La nuit qui vint succéder à ce jour si important dans la vie d’Adoë se passa sans alerte. Bel-Cossim avait prudemment posé des sentinelles, et fait allumer des feux sur chaque berge du canal, afin d’empêcher toute surprise de la part des Indiens qu’il supposait toujours cachés dans les bois.

Les troupes du major Rudchop, occupées à établir leur campement, n’avaient pu commencer leurs opérations militaires, et chasser de la forêt voisine les cruels alliés de Zam-Zam, qui s’approchait de plus en plus, et dont la troupe féroce ne laissait après elle que pillage, massacre et incendie.

Bel-Cossim semblait se multiplier, et Cupidon le secondait avec une merveilleuse activité.

Adoë se leva tard ; ne voyant pas paraître à sa toilette Jaguarette, qui couchait dans une chambre contiguë à la sienne, elle demanda à sa nourrice où elle était. L’on s’informa, et l’on sut que l’Indienne était sortie dans la campagne aussitôt que le pont-levis avait été baissé.

On était tellement habitué aux caprices et au caractère fantasque de la jeune fille, qu’on ne s’occupa pas de sa disparition.

Le major avait promis à Adoë de venir dîner avec le capitaine. La créole attendit ce moment avec impatience, plongée dans une douce rêverie dont Hercule était l’objet.

Vers les trois heures, Jaguarette revint et se présenta devant sa maîtresse.

— Où avez-vous passé toute la journée ? lui demanda sévèrement Adoë.

— Sur la savane et au bord de la mer.

— Eh ! pourquoi avez-vous quitté Sporterfigdt sans ma permission ?

L’Indienne regarda sa maîtresse d’un air étonné et répondit :

— Jaguarette ne vous a jamais demandé la permission de se promener, Massera, pas plus que le passereau ne demande à Dieu la permission de voler.

Cette réponse ne satisfit pas Adoë.

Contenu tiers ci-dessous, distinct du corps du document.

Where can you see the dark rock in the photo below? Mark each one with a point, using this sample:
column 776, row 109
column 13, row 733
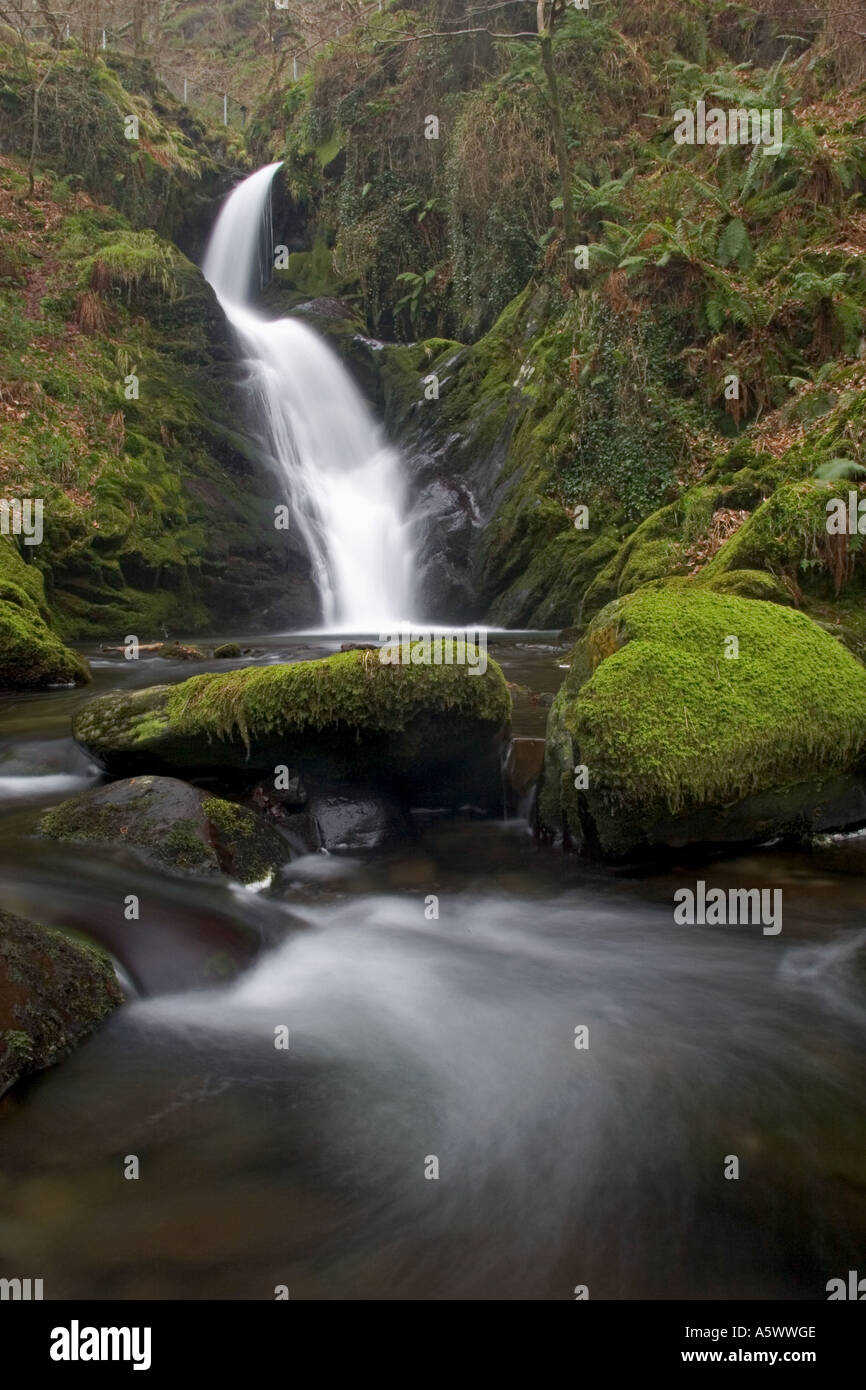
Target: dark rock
column 54, row 990
column 174, row 826
column 362, row 820
column 433, row 731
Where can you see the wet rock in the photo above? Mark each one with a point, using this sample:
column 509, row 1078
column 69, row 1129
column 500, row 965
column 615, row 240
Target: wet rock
column 684, row 738
column 524, row 763
column 275, row 801
column 434, row 731
column 54, row 990
column 31, row 655
column 174, row 826
column 177, row 652
column 363, row 820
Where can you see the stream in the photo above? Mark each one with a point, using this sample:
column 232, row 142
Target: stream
column 451, row 1039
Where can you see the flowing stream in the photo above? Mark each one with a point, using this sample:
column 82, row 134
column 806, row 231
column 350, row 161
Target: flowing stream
column 341, row 478
column 433, row 1130
column 449, row 1039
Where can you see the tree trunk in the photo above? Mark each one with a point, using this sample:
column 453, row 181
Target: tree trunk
column 560, row 145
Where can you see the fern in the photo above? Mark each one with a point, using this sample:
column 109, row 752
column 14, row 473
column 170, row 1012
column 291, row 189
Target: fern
column 838, row 469
column 734, row 245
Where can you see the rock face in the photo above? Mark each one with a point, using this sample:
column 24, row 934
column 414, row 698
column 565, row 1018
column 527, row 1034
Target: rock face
column 702, row 717
column 434, row 731
column 53, row 991
column 174, row 826
column 31, row 655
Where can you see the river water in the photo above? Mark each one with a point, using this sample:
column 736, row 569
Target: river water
column 452, row 1039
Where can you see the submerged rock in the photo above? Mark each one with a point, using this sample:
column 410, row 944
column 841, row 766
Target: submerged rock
column 704, row 717
column 435, row 731
column 54, row 990
column 174, row 826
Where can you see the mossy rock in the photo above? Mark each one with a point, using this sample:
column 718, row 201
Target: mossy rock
column 787, row 535
column 174, row 826
column 178, row 652
column 684, row 744
column 435, row 729
column 54, row 990
column 31, row 655
column 751, row 584
column 651, row 552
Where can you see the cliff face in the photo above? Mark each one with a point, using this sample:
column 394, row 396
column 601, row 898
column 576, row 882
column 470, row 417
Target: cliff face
column 118, row 377
column 580, row 426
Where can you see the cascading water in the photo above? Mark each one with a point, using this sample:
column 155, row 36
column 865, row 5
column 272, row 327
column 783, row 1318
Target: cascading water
column 344, row 483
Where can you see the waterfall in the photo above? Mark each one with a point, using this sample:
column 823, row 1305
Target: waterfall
column 342, row 481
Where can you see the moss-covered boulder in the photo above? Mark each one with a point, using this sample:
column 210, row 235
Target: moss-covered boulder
column 704, row 717
column 54, row 990
column 174, row 826
column 435, row 730
column 31, row 655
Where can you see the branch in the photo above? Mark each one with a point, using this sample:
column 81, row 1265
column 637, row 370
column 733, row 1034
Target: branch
column 453, row 34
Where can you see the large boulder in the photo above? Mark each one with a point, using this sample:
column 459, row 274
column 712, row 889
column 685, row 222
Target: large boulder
column 437, row 731
column 53, row 991
column 688, row 736
column 174, row 826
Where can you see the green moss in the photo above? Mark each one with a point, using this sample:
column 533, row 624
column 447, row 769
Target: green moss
column 31, row 655
column 53, row 991
column 249, row 849
column 184, row 848
column 353, row 690
column 228, row 818
column 667, row 726
column 751, row 584
column 787, row 535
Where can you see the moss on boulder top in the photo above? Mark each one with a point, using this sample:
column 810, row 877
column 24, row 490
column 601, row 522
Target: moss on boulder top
column 53, row 991
column 174, row 826
column 683, row 742
column 348, row 716
column 31, row 653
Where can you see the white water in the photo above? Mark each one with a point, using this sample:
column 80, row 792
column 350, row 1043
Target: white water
column 342, row 481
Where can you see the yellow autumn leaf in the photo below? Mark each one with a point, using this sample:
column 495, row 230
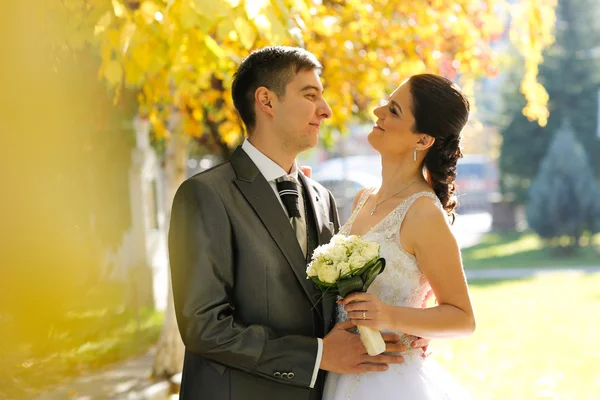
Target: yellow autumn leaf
column 214, row 47
column 148, row 11
column 103, row 23
column 119, row 9
column 113, row 72
column 246, row 32
column 212, row 9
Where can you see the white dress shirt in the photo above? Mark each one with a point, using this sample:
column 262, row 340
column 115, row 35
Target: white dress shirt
column 271, row 171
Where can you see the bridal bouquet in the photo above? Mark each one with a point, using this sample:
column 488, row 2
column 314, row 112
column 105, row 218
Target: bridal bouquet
column 346, row 265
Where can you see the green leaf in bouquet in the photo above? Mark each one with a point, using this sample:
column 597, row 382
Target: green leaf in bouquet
column 370, row 274
column 349, row 285
column 366, row 267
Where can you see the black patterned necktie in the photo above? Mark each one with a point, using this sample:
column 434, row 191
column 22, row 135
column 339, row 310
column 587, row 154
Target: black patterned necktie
column 288, row 192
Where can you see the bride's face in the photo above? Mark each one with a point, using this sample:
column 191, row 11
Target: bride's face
column 393, row 129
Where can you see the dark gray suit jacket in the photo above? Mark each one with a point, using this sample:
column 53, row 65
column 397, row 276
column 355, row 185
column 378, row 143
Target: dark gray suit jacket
column 248, row 316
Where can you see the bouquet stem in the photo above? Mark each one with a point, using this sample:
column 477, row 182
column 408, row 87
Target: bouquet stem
column 372, row 340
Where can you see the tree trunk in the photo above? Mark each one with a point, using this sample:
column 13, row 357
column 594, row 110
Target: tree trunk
column 168, row 360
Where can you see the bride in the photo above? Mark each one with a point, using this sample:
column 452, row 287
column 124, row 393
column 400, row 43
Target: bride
column 417, row 134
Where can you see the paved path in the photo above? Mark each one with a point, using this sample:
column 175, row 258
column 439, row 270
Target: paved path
column 127, row 380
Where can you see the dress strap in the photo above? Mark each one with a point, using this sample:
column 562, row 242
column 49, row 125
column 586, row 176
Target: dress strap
column 364, row 196
column 405, row 205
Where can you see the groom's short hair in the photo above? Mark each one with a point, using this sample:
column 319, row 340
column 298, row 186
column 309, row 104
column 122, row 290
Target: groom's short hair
column 272, row 67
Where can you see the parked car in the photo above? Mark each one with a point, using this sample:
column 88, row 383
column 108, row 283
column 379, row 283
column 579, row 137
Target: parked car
column 477, row 178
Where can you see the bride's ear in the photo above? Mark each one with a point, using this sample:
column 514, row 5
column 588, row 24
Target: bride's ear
column 426, row 141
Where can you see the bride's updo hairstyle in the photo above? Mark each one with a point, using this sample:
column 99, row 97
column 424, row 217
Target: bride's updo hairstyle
column 440, row 110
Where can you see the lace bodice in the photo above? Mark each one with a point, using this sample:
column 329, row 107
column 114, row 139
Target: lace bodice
column 401, row 283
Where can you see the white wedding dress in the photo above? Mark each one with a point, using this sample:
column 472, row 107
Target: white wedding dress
column 400, row 284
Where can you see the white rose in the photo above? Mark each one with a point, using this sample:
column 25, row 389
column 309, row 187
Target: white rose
column 356, row 261
column 370, row 251
column 344, row 269
column 337, row 254
column 328, row 274
column 338, row 240
column 311, row 271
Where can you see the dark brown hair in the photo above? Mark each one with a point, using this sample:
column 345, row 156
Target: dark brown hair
column 272, row 67
column 441, row 110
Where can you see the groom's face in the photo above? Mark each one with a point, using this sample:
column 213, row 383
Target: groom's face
column 300, row 112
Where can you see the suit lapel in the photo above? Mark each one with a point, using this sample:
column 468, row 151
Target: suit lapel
column 262, row 199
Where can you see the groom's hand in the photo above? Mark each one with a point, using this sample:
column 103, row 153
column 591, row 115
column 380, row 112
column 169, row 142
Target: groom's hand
column 344, row 353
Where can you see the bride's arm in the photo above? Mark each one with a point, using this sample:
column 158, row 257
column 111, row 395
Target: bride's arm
column 427, row 235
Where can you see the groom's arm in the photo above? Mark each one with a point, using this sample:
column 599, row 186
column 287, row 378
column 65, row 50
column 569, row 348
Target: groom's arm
column 201, row 251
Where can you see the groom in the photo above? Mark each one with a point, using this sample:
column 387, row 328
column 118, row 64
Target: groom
column 239, row 241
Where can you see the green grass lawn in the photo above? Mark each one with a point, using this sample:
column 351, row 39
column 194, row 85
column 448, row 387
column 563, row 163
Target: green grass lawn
column 535, row 339
column 523, row 250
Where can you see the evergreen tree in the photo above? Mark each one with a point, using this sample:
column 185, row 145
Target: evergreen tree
column 563, row 197
column 571, row 75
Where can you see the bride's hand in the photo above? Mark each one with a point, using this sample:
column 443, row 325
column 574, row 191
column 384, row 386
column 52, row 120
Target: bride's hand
column 365, row 309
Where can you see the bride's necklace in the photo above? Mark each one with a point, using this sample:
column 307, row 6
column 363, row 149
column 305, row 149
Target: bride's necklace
column 387, row 198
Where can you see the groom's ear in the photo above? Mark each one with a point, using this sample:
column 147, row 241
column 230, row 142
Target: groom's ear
column 264, row 100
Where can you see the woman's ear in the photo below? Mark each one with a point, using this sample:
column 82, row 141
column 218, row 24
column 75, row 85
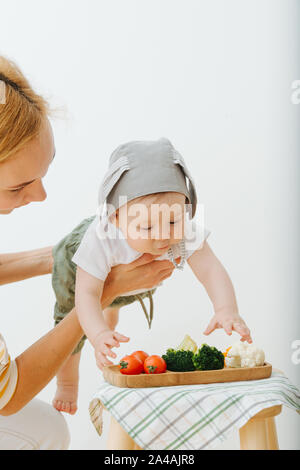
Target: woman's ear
column 114, row 218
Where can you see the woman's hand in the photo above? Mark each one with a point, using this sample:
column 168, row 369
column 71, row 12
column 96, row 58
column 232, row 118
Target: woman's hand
column 142, row 273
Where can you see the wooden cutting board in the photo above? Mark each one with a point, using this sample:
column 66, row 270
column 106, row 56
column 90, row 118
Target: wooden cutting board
column 113, row 376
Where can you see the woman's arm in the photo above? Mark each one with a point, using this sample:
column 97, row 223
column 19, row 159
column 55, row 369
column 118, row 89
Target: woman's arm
column 18, row 266
column 41, row 361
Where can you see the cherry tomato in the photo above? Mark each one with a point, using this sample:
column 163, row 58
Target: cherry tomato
column 140, row 355
column 155, row 365
column 130, row 365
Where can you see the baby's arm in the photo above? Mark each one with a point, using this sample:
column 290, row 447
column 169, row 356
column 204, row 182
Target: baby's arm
column 212, row 274
column 88, row 292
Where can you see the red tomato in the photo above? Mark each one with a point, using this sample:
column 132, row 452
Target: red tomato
column 155, row 365
column 140, row 355
column 130, row 365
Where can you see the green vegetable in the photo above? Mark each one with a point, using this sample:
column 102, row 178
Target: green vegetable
column 208, row 358
column 179, row 361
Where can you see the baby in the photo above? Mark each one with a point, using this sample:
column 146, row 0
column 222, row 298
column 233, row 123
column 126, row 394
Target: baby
column 148, row 209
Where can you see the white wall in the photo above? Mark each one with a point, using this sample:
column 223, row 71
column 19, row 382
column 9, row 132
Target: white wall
column 213, row 76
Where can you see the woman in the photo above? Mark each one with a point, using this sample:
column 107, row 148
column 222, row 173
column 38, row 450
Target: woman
column 26, row 151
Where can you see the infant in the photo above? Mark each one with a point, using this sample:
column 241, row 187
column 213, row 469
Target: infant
column 147, row 202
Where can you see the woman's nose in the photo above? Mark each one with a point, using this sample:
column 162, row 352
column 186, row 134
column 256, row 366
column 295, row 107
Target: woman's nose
column 35, row 192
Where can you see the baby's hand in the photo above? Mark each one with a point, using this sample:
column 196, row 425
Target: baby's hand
column 230, row 322
column 103, row 343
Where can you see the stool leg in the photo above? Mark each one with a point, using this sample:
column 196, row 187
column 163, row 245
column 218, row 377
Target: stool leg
column 118, row 439
column 254, row 436
column 272, row 434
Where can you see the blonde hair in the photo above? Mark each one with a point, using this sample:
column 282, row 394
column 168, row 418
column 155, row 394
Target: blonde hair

Elle reprit :

— Puisque vous voilà, je veux savoir pourquoi vous m’avez désobéi ? Pourquoi n’avez-vous pas quitté le vêtement que je vous avais ordonné de quitter ? Pourquoi, lorsque le capitaine a joué de la flûte, avez-vous témoigné une admiration tellement extravagante, que j’ai été obligée de vous faire sortir du salon ?

— Jaguarette est une fille des forêts, elle ne sait pas cacher ce qu’elle éprouve : la musique de cet étranger lui a donné envie de pleurer, et elle pleura.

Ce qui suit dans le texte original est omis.